The Immune System

New research on the immune system has led to an unprecedented understanding of the relationship between the nervous system and the immune system. One kind of immune cells, lymphocytes, remain undivided and unchanged throughout your lifetime ö just like brain cells. One set of lymphocytes even develops at the same stages and in the same place as your brain cells.

The immune system and the nervous system also share a number of features, including memory and recognition. It now appears that bidirectional pathways, two-way avenues of communication, exist between the nervous, endocrine, and immune systems. The phrase psychoneuroimmunology describes the combined study of the psyche, nervous system and immune system. Coined by Robert Adler as early as 1975, the fruits of this complex area of study have only recently begun to become available.

It now appears that immune function and psychological health may be directly related. One recent study, for example, found that women with histories of long-term sexual abuse had lower ratios of certain immune cells, resulting in "significant immunological abnormalities." Another study suggests that the ability to express one's distress can improve immune function.

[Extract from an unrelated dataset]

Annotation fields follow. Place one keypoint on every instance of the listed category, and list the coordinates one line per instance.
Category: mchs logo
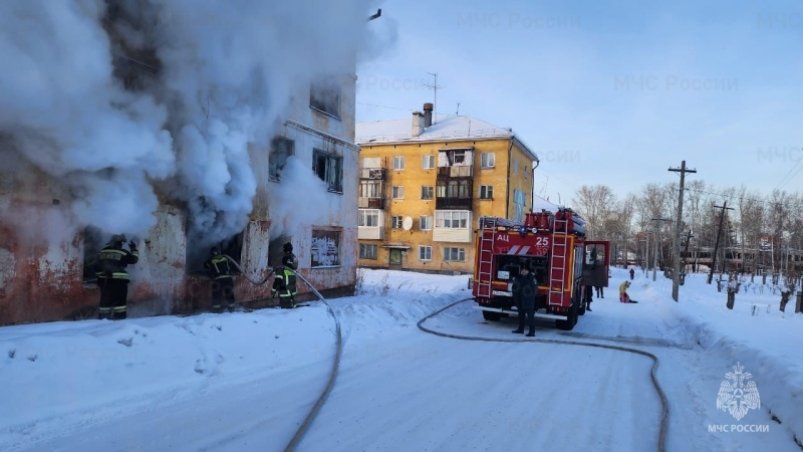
(738, 393)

This relationship between psychological health and immunity can have a profound effect on how the body reacts to illness. In the 1970s Carl and Stephanie Simonton began teaching cancer patients the use of visualization at the Cancer Counseling and Research Center in Dallas. Patients visualized forces coming to fight their cancer. The survival rates of their patients doubled. Some even experienced spontaneous remissions. Researchers do not fully understand this connection between psychological well-being and immune function, but there is considerable evidence that this link exists. Robert Ader and Nicholas Cohen conducted a series of experiments at Rochester University Medical School. Beginning in the 1970s they administered a drug that lowers immune response in water flavored with saccharin to mice. They then measured the immune response of the mice. After testing, they administered saccharin alone. The mice showed the same immune suppression without being given the immuno-suppressant drug. The response came with exposure to saccharin alone – a conditioned response. This suggested a strong link between immune function and psychological learning.

Yale researcher Bernie Siegel is widely known for his work on visualization. He focuses on helping patient to achieve peace of mind, and notes that when they do, diseases and illnesses often disappear. "My message is peace of mind, not curing cancer or paralysis," Siegel says. "In achieving peace of mind, cancer may be healed and paralysis may disappear. These things may occur through peace of mind, which creates a healing environment in the body."

Similarly, Jon Kabat-Zinn, who heads the Stress Reduction Clinic at University of Massachusetts Medical Center, emphasizes that use of meditation must center on healing not on cure. "In order to be effective for healing, we believe that the use of visualization and imagery needs to be embedded in a larger context, one that understands and honors non-doing and non-striving," he writes. "Otherwise, visualization exercises can too easily degenerate from meditation into wishful thinking, and the intrinsic healing power and wisdom of the simple mindfulness practice itself can remain untapped or be trivialized in the quest for something more elaborate and goal oriented." Ironically, it seems the best way to use meditation to increase healing involves letting go of the immediate goal and practicing mindfulness or meditation for its own sake. "To bring calmness to the mind and body requires that at a certain point we be willing to let go of wanting anything at all to happen and just accept things as they are and ourselves as we are with an open, receptive heart," Kabat-Zinn explains. "This inner peace and acceptance lie at the heart of both health and wisdom."

Links between the immune system and psychological well being are not yet fully understood, but they clearly exist. An integrated approach toward heath will involve not only the development of knowledge of the immune system, and learning detoxification and methods of supporting the immune system, but will incorporate some sort of spiritual orientation and practice. Unresolved psychological wounds appear to have a real impact on our health, and the work of psychological growth and healing cannot be ignored in moving toward full health. Perhaps most importantly, full health involves creating and sustaining an image of yourself as a healthy and fulfilled person. That work of visualization and imagery can be started today, at no cost, by first seeing yourself as the person you hope to be.